Calle peatonal en Santiago de Chile |
Mercado de Cochabamba en Bolivia |
Se puede ver a un rubio grande sonriente distraído, lleva un pantalón beige, zapatos de alta montaña, camisa blanca, sombrero beige redondo y gafas. Desde que tengo memoria, así se ve el clásico extranjero en Cuenca, y sigue así. Esa imagen es sinónimo de muchas cosas, algunas son ideas reales y otras se basan en estereotipos. Pude unirme a este grupo real/imaginario mientras viajaba por Sudamérica. Aunque no usé prenda color beige. Las logos y formas hacían lo suyo.
Entendía por qué aveces me hablaban en inglés. Era una cuestión de contexto. Otras veces era cuestión de comodidad. A sabiendas de que voy a ser descubierto, me infiltraba en un escenario sin un buen camuflaje. ¿Cómo no me iban a jalonear seis señoras del mercado para que coma en sus puestitos? Falsa riqueza. Gasté 10 soles. El pobre ahí era yo. Y me hicieron sentir como si Di Caprio hubiera aparecido de repente en el lugar.
Así mi "fama" se fue extendiendo. Desde la confusión de que yo era uno de los Plastilina Mosh (se tomaron una foto conmigo, yo les advertí que no era uno de ellos), a la confusión de que era el dueño de un hostal irlandés. (Un tipo se me acercó a pedir trabajo).
También se puede sentir una suerte de revolucionario, espía, o reportero de guerra cuando en los controles migratorios dices que eres periodista y te retienen más que a los demás con preguntas repetitivas e inquisitorias. Con que el pastor alemán no te ladre todo bien al final. ¿Por qué no dije que era publicista?

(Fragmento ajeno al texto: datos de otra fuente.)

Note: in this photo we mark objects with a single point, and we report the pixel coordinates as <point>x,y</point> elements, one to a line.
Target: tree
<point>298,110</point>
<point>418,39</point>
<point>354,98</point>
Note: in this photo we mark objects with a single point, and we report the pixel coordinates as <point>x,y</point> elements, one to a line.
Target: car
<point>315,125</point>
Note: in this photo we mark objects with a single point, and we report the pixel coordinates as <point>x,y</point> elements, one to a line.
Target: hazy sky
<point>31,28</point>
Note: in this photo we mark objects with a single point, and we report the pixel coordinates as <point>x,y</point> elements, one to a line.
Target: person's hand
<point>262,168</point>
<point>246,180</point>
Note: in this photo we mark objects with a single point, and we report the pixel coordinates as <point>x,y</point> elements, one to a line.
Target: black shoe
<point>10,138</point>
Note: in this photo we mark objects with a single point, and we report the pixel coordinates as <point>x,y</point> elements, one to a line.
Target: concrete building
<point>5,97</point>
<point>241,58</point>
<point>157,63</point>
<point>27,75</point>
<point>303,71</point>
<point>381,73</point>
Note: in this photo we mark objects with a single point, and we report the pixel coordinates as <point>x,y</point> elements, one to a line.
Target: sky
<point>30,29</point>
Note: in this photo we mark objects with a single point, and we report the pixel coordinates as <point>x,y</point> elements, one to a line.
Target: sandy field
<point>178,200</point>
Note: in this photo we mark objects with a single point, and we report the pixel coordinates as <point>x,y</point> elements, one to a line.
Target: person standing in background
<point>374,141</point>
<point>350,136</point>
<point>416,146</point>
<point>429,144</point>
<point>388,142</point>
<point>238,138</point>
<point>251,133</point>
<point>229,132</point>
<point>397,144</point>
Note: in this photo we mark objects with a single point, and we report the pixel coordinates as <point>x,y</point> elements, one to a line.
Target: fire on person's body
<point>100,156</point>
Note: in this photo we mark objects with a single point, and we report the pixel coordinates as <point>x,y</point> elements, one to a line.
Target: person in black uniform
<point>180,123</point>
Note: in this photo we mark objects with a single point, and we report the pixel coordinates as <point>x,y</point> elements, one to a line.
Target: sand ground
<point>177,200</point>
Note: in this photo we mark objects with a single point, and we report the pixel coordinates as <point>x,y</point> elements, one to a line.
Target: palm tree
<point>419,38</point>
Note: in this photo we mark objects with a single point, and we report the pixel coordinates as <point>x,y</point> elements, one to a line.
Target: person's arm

Por ahí se impresionaban con que un ecuatoriano haga ese tipo de viajes. Que escriba sobre el viaje en un sitio, que tenga una radio por Internet, o que sabía escalar. El más impresionado con eso fue un taxista en Arequipa, y en segundo puesto mi amigo en esa gasolinera en San José de Maipo.
Santiago de Chile sector Baquedano |
Pero llegué a Santiago de Chile. Donde desaparecí. No era ningún distintivo tener ropa con cierta marca, o usar esas gafas, o verme como un "aventurero", o llevar una mochila enorme y evidenciar mi estado de viajero. Era uno más. Caminar por Providencia y que ni un salonero me increpe con su maravilloso menú y promociones dos por uno. Cruzar el semáforo, y enfrentarme a una masa de gente, y que ni una chica me viera. Era otro nivel de invisibilidad. Todos en lo suyo. Menos yo.
Me fui por cafeína a la multinacional del frapuchino. Qué le voy a hacer, el café es bueno. Salí con mi nombre en el vaso "Nostalgia Inefable" y empecé mi regreso al hogar temporal. Volvía por la Piu Nono y sucedió que aparecí. Ya no era invisible. Las chicas me veían. Revisé si no tenía algo en el bigote, o en mi casaca. No. Todo estaba igual que antes. Lo único que cambió fue que llevaba en mi mano derecha un café de Starbucks. Era como un mal chiste sobre el Neoliberalismo. Erich Fromm lo hubiera usado como ejemplo para sus ideas en "Del tener al ser". Alguien ya cambió la frase de Descartes a: "Compro, luego existo".
Me detuve y estuve tentado a dejar caer mi café al suelo. Quería ver como los ojos de mi audiencia seguían el trayecto de lo que sería mi mayor atractivo del día. Pero recordé que me costó tres mil pesos y me detuve. Tomé otro sorbo, me quemé la lengua y me fui en pleno conocimiento de que mis poderes se iban a terminar tarde o temprano.